In response, a host of popular social media platforms, including Twitch, Twitter, Facebook, and Snapchat froze Trump’s accounts on the grounds that he was directly inciting violence. Discord and Reddit also banned popular Trump forums.

While many who opposed the president celebrated, whistleblower and internet freedom advocate Edward Snowden warned that allowing social media companies to set a precedent where they could effectively ban whoever they want from their services set a chilling precedent. “I know a lot of folks in the comments [who] read this are like ‘YAAAAS,’ which, like — I get it. But imagine for a moment a world that exists for more than the next 13 days, and this becomes a milestone that will endure,” he wrote on Twitter.

Almost immediately, a number of non-Trump accounts began to face problems, with pro-Assange journalist Suzie Dawson locked out of her account, educational file sharing website Sci Hub’s account suspended, and the Red Scare podcast’s profile deleted. Other figures began to demand that the accounts associated with the Venezuelan and Chinese government be removed from social media platforms as well.

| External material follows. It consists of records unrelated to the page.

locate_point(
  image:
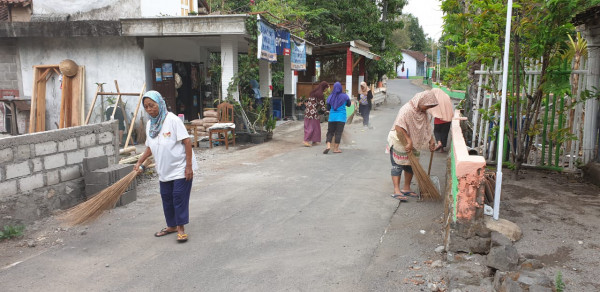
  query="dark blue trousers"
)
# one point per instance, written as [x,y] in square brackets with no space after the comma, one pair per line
[176,201]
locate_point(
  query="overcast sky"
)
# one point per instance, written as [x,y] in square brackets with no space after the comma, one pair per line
[429,14]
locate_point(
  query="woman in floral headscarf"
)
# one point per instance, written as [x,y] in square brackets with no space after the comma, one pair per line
[169,142]
[312,118]
[412,121]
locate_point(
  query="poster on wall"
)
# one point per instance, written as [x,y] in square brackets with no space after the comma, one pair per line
[158,74]
[167,71]
[266,42]
[298,56]
[282,42]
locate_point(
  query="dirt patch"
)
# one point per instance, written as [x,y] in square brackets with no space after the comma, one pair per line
[560,218]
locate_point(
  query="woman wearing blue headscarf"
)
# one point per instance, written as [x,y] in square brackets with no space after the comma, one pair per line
[169,142]
[336,104]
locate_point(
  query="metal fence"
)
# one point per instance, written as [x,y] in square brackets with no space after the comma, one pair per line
[560,120]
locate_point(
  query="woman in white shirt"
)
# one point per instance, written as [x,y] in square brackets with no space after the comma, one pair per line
[169,142]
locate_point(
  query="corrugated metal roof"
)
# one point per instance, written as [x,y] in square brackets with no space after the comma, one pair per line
[22,3]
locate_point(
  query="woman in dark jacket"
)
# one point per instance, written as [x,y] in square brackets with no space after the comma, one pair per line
[364,102]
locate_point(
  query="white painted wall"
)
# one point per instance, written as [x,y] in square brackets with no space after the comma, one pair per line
[153,8]
[85,9]
[410,63]
[105,59]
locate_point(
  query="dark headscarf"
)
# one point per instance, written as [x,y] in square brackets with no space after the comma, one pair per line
[156,122]
[318,91]
[337,98]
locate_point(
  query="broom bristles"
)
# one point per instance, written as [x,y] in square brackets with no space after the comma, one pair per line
[428,190]
[104,200]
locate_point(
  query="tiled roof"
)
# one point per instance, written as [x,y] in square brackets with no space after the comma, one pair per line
[22,3]
[420,57]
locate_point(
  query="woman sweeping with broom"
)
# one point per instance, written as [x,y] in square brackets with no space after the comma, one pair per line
[412,127]
[169,143]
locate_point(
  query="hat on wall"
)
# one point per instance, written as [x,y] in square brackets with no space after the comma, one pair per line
[68,67]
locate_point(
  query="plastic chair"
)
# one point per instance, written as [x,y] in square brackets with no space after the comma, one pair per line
[225,111]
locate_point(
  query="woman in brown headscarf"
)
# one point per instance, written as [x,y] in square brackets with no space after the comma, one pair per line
[312,118]
[412,121]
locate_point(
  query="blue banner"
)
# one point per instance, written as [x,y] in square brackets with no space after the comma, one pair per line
[282,42]
[266,42]
[298,56]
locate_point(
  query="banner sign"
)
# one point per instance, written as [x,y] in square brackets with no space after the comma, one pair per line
[299,56]
[282,41]
[266,42]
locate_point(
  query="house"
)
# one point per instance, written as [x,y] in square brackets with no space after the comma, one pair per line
[413,64]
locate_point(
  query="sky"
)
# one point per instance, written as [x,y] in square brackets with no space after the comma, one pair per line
[429,14]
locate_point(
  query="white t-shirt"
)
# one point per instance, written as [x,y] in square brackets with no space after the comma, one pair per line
[168,150]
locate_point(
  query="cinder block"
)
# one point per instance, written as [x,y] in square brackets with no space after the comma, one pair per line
[108,176]
[75,157]
[67,145]
[23,152]
[8,188]
[87,140]
[45,148]
[17,170]
[55,161]
[37,164]
[52,178]
[106,137]
[6,155]
[127,198]
[70,173]
[31,182]
[93,163]
[95,151]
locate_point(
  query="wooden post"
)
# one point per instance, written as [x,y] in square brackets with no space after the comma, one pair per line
[137,108]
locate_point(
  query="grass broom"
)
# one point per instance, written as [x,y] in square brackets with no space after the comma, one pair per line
[106,199]
[426,186]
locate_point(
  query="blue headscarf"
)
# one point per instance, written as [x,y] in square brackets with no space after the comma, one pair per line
[255,88]
[337,97]
[156,122]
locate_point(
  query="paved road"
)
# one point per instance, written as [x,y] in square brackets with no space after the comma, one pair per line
[273,217]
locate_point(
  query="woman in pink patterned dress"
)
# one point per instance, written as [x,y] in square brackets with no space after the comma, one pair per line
[312,119]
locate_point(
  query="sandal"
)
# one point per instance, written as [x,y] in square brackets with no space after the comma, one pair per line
[400,197]
[181,237]
[164,232]
[410,194]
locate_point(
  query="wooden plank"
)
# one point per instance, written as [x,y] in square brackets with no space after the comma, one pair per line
[87,120]
[32,112]
[137,108]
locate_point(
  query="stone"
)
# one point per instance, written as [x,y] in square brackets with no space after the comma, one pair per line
[504,258]
[505,227]
[498,239]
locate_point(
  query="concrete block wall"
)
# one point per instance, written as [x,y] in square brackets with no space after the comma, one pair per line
[43,172]
[465,229]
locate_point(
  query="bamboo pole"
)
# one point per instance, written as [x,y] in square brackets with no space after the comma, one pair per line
[87,120]
[137,108]
[32,112]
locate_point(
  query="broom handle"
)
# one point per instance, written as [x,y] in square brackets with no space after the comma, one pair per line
[430,160]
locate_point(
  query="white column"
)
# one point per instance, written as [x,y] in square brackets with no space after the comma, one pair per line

If Parler can find a way past its massive data hack and a company to host it, it still faces a number of huge problems, including rampant racism and false information predominating its platform. There are also large numbers of fake accounts purporting to represent public figures. The company has also broken its free speech absolutism promise as well, deleting incendiary tweets from Trump-supporting lawyer Lin Wood calling for Mike Pence’s head.

Perhaps more ominous for America, however, is a media reality where different groups of people become completely insulated from one another on the basis of political identification. Already, algorithms have split us off from others who think differently, showing wildly contrasting news and views to us based on our prior actions. However, until now, this was at least happening on the same platform, meaning there was some overlap. If, however, liberals and conservatives are using entirely different social media websites, any chance for inter party debate is lost.

The storming of the Capitol Building on Wednesday was a prime example of what can happen when one group of Americans lives in an entirely alternative reality. Further disintegration of media will only accelerate this trend, making incidents like this more likely in the future.